Hacker News new | past | comments | ask | show | jobs | submit login
Show HN: An Open-Source Data Science Curriculum (github.com)
135 points by coderjack on Jan 16, 2014 | hide | past | favorite | 43 comments

Well done! As a data scientist, I can say that your curriculum is spot on.

And I also think you're taking the right approach building/hacking/doing rather than going to an institution. This stuff is so new that I find myself spending 5-10% of my time just trying to stay up on the latest tech.

One thing I would add though, data science is really 3 things usually: business knowledge, hacking and lastly stats/machine learning. The stats piece is shockingly easy as more and more modules/packages/libraries make it possible to create/train a model in 2 lines of code. (Applying the right model to your data set is difficult.)

The other shocking thing is that really, 80% of my time is probably spent hacking, and most of that is just spent on getting data.

The original post for this was what inspired me to create this: http://afaq.dreamhosters.com/free-cs

This is fantastic. Addresses my concern about not being quite up to par in my math education. Combining the two of these is exactly what I'm looking for.

i like this. good job.

Thanks! Any feedback would be welcome.

Is the best approach to just go straight down the list? Or should I do the first required course in each before moving on to the next?

However, within each category, it is best to take the required courses (or feel confident with the topic) before taking the electives.

You can do either. As long as you finish the Math and CS required courses first, the others do not require a specific sequence.

I'm biased as a non-technical analyst with an academic history, but I'm concerned that the curriculum doesn't meet the most basic needs.

Quoting the section 'An Academic Shortfall': "Academic credentials are important but not necessary for high-quality data science. The core aptitudes – curiosity, intellectual agility, statistical fluency, research stamina, scientific rigor, skeptical nature – that distinguish the best data scientists are widely distributed throughout the population."

In my estimation, none of those aptitudes are covered by teaching technical skills like databases, NLP, ML, graphical models, and the other topics this curriculum covers.

The "core aptitudes" generally boil down to asking the correct questions, establishing the correct answers, and correctly defending them. Academia doesn't automatically instill these skills, but it can do a great job of doing so.

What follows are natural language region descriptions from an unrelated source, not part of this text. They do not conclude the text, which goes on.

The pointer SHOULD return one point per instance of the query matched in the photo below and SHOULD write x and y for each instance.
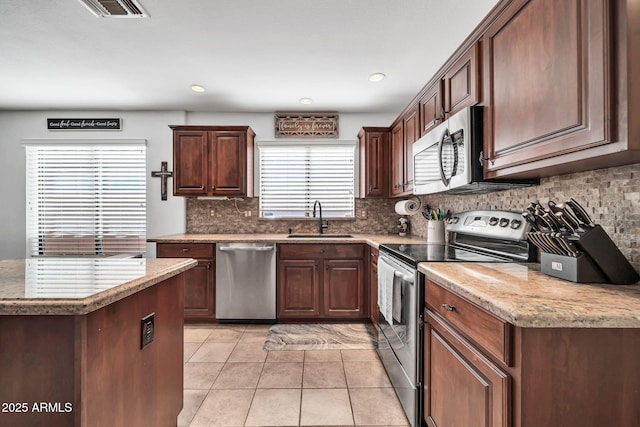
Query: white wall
(163, 217)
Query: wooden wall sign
(84, 124)
(306, 125)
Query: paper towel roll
(407, 207)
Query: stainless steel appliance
(476, 236)
(246, 281)
(449, 158)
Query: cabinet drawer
(185, 250)
(316, 251)
(489, 332)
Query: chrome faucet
(322, 225)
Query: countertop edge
(55, 307)
(525, 315)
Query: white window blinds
(292, 178)
(86, 199)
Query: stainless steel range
(475, 236)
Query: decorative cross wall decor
(163, 174)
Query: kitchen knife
(580, 212)
(570, 217)
(567, 224)
(531, 220)
(573, 251)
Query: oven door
(399, 315)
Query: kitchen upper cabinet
(397, 160)
(403, 134)
(374, 162)
(199, 283)
(458, 88)
(321, 281)
(548, 85)
(432, 108)
(462, 82)
(213, 160)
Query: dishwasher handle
(247, 248)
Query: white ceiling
(251, 55)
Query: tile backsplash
(380, 218)
(611, 197)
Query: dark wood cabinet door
(461, 81)
(547, 84)
(397, 160)
(411, 135)
(228, 161)
(374, 160)
(298, 288)
(343, 287)
(199, 282)
(190, 162)
(461, 386)
(431, 108)
(199, 291)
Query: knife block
(580, 269)
(597, 244)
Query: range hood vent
(115, 8)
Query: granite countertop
(523, 296)
(76, 286)
(373, 240)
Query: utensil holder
(600, 261)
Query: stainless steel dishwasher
(246, 281)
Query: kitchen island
(91, 342)
(524, 349)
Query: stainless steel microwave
(448, 159)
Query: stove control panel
(494, 224)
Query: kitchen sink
(319, 236)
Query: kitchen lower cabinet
(319, 281)
(298, 288)
(462, 387)
(482, 371)
(199, 284)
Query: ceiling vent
(115, 8)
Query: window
(292, 178)
(86, 198)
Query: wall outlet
(147, 330)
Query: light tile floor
(229, 380)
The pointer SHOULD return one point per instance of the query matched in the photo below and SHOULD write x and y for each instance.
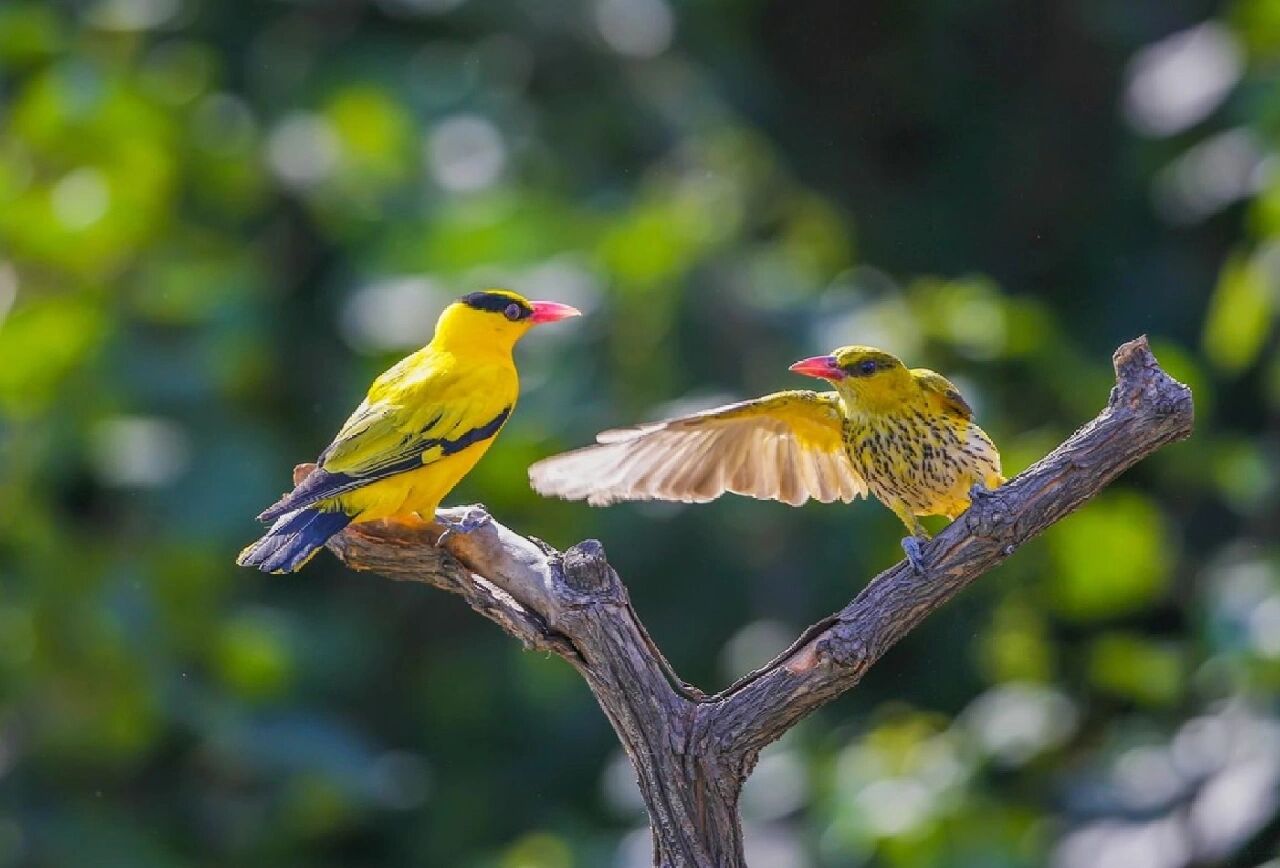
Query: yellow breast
(923, 461)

Either way, inside or outside the ivory tower, an ace programmer who masters NLP, ML, Hadoop, and everything else could easily still come out without the required core aptitudes, and be thoroughly unprepared to do what data scientists are really expected to do: answer questions.

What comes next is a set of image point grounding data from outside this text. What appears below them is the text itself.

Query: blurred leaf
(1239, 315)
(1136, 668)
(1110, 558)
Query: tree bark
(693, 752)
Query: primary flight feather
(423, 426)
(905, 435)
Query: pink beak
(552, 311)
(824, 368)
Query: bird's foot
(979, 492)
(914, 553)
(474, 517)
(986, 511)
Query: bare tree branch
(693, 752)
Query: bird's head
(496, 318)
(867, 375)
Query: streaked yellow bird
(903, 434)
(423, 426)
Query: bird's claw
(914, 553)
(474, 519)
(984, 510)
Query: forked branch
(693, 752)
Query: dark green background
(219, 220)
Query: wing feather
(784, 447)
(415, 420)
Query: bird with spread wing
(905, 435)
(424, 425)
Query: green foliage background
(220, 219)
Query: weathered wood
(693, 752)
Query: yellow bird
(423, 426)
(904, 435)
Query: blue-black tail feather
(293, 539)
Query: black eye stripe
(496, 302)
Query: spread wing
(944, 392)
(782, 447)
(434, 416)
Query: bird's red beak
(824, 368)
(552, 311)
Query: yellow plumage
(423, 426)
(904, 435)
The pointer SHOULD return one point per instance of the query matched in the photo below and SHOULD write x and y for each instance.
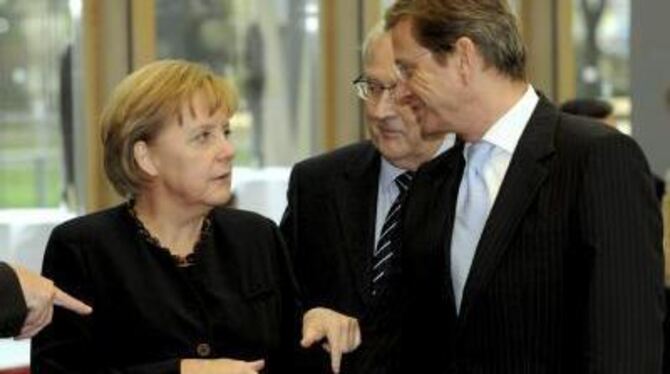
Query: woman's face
(193, 160)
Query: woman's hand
(342, 333)
(221, 366)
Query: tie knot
(479, 153)
(404, 180)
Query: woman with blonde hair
(178, 283)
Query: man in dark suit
(341, 212)
(534, 245)
(27, 300)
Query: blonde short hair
(143, 103)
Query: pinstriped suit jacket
(568, 274)
(329, 227)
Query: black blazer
(568, 274)
(329, 226)
(13, 308)
(237, 301)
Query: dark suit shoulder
(238, 220)
(91, 224)
(583, 130)
(14, 309)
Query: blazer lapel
(526, 172)
(432, 195)
(356, 206)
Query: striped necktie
(389, 239)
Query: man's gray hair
(373, 36)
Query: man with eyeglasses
(343, 219)
(537, 249)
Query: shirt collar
(389, 172)
(507, 130)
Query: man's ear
(142, 155)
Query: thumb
(310, 335)
(68, 302)
(257, 365)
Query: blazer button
(203, 350)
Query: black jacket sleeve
(13, 309)
(67, 345)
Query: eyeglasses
(372, 90)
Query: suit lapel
(356, 206)
(527, 170)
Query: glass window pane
(34, 36)
(270, 49)
(601, 30)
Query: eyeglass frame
(362, 80)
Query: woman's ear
(142, 155)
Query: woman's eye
(203, 137)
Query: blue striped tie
(389, 239)
(472, 209)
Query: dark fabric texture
(13, 309)
(237, 301)
(568, 273)
(329, 227)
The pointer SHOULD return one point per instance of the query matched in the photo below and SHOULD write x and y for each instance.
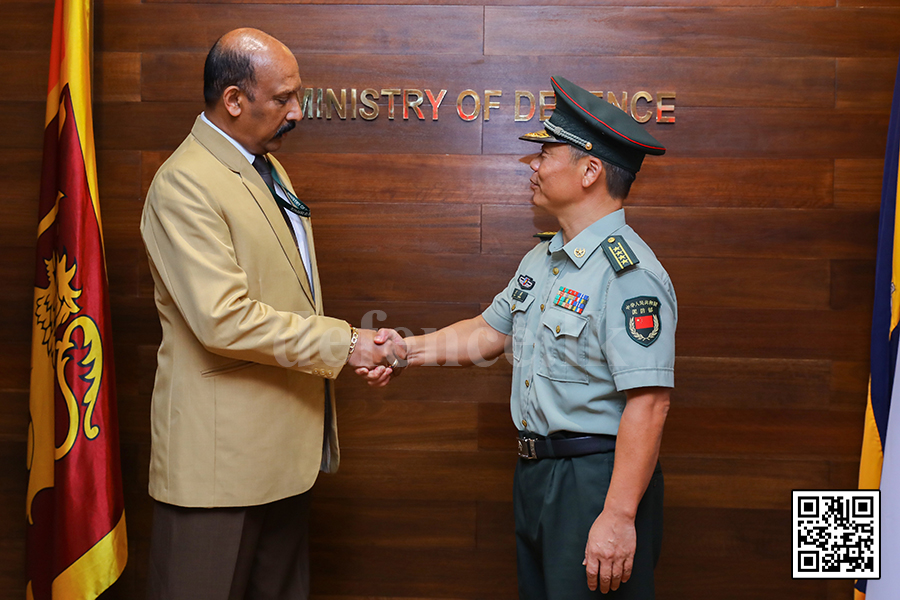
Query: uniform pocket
(564, 342)
(519, 309)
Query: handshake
(378, 356)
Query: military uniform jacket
(589, 320)
(241, 414)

The best advice I've both heard and passed on, when asked about hiring "data scientists", is you want someone who can look at raw data, massage it, and develop their own original opinions and insights about it, preferably derived from a deep understanding of the nuances of statistics and probability and the messy real world. It's the judgement and insight you're primarily looking for. So, hire the best mathematician, statistician, probabilist, economist, or heck biologist, epidemiologist, etc. you can find, and then teach them the vocational tools - hadoop, etc.

It's an open source curriculum, so you could get involved and help mold it to meet what you see are its needs as a curriculum, no? I'm not sure what I think of it yet as a curriculum, but I am bookmarking it and plan to come back to it for more resources. Personally, I think it's an interesting idea and something I want to watch to see how it unfolds.

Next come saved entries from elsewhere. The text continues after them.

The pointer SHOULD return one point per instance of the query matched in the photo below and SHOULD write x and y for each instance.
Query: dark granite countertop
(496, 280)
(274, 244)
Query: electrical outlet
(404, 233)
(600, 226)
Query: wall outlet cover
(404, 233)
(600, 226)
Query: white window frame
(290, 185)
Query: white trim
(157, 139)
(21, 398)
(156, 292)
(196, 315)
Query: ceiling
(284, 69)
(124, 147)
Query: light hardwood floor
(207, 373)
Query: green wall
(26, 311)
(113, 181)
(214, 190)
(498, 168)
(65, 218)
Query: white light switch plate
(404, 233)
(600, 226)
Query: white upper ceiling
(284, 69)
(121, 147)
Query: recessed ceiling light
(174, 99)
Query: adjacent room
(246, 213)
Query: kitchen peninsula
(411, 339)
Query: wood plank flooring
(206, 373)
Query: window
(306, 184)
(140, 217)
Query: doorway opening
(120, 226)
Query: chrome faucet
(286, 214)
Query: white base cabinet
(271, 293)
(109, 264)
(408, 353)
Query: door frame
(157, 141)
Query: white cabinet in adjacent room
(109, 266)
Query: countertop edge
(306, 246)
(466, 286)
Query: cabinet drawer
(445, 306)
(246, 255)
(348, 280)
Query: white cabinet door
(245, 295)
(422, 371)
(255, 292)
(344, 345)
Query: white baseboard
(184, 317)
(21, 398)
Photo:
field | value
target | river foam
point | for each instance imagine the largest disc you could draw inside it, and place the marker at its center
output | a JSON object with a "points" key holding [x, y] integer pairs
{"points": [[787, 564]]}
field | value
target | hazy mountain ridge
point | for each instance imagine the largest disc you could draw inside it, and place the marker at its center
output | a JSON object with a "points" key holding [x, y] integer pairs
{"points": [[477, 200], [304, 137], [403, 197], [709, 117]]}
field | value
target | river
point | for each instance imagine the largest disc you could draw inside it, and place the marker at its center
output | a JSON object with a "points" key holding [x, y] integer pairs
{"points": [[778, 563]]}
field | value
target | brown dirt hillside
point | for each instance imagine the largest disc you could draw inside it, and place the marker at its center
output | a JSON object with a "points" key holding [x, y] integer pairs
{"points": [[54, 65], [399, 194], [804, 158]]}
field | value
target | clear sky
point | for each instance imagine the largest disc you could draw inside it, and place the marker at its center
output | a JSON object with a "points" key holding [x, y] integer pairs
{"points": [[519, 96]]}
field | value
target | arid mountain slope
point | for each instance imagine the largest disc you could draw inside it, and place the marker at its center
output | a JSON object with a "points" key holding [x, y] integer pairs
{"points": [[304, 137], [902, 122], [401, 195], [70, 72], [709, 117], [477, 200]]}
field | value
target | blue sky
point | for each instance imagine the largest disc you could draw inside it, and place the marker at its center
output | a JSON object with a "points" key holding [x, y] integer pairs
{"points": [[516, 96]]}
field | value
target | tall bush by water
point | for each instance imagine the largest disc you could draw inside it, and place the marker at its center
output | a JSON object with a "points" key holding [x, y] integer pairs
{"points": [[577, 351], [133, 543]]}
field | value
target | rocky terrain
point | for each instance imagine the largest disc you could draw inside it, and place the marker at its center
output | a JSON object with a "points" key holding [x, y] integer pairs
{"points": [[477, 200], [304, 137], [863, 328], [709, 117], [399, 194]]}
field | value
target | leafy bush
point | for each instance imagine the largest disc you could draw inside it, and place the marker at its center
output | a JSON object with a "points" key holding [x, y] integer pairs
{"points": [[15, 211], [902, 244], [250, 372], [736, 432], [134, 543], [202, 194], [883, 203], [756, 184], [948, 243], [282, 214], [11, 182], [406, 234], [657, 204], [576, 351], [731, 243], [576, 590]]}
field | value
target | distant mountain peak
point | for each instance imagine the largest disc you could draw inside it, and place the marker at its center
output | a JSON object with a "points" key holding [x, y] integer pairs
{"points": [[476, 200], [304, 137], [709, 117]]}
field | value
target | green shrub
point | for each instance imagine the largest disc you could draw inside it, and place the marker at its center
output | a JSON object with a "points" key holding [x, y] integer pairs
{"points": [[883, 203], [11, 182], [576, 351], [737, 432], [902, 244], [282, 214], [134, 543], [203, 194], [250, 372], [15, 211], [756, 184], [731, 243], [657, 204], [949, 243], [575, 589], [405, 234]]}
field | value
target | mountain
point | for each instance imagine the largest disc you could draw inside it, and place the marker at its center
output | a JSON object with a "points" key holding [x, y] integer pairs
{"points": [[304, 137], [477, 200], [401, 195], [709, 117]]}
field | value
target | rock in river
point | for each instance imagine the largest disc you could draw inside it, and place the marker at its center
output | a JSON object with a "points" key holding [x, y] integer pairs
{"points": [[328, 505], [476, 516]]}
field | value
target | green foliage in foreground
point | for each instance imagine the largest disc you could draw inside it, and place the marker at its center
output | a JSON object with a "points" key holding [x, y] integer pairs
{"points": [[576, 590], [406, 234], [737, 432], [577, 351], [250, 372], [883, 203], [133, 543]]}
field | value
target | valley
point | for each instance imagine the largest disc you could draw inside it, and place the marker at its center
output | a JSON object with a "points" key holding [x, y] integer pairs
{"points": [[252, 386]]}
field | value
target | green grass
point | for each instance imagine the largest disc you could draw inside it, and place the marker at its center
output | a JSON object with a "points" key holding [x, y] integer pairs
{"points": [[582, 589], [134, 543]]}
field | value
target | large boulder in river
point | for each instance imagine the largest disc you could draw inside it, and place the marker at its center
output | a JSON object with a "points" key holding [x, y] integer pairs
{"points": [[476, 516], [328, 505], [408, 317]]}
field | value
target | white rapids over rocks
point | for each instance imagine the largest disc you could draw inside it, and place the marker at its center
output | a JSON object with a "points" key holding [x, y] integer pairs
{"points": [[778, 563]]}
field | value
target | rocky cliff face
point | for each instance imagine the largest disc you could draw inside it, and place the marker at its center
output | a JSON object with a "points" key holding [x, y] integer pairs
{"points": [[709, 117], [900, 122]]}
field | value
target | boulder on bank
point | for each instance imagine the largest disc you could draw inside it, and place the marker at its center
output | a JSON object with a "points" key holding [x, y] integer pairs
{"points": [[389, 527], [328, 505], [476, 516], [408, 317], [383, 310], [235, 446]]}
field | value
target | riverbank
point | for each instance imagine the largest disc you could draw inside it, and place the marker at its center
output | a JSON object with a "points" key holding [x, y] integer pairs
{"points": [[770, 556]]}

I'm happy to share what I learned, but sadly, everything I learned was in a classroom lecture, and the course isn't available online. There may be something on one of the major MOOC hubs, though. I'll keep an eye out.

Sure, you can learn to use a technology and still be braindead or poor at analysis.

This is an applied curriculum with a focus on specific technologies that enable an analysis-bent people to leverage their brains with technology. That's why data work is so beautiful -- it's space to demonstrate unquantifiables like curiosity, diligence, creativity, and grit.

The quality of your projects is likely a good metric for your aptitude for data work, which is why I strongly advise working on a personal project.

I'd love to get more pull requests with more materials that teach analysis!

I see many books on Python listed. It's a good language for data analysis and scientific computing, especially with scipy, but there are alternatives, of course. I like Fortran 95, which is available in gcc as gfortran. A relevant book for data scientists would be "Developing Statistical Software in Fortran 95" (2005).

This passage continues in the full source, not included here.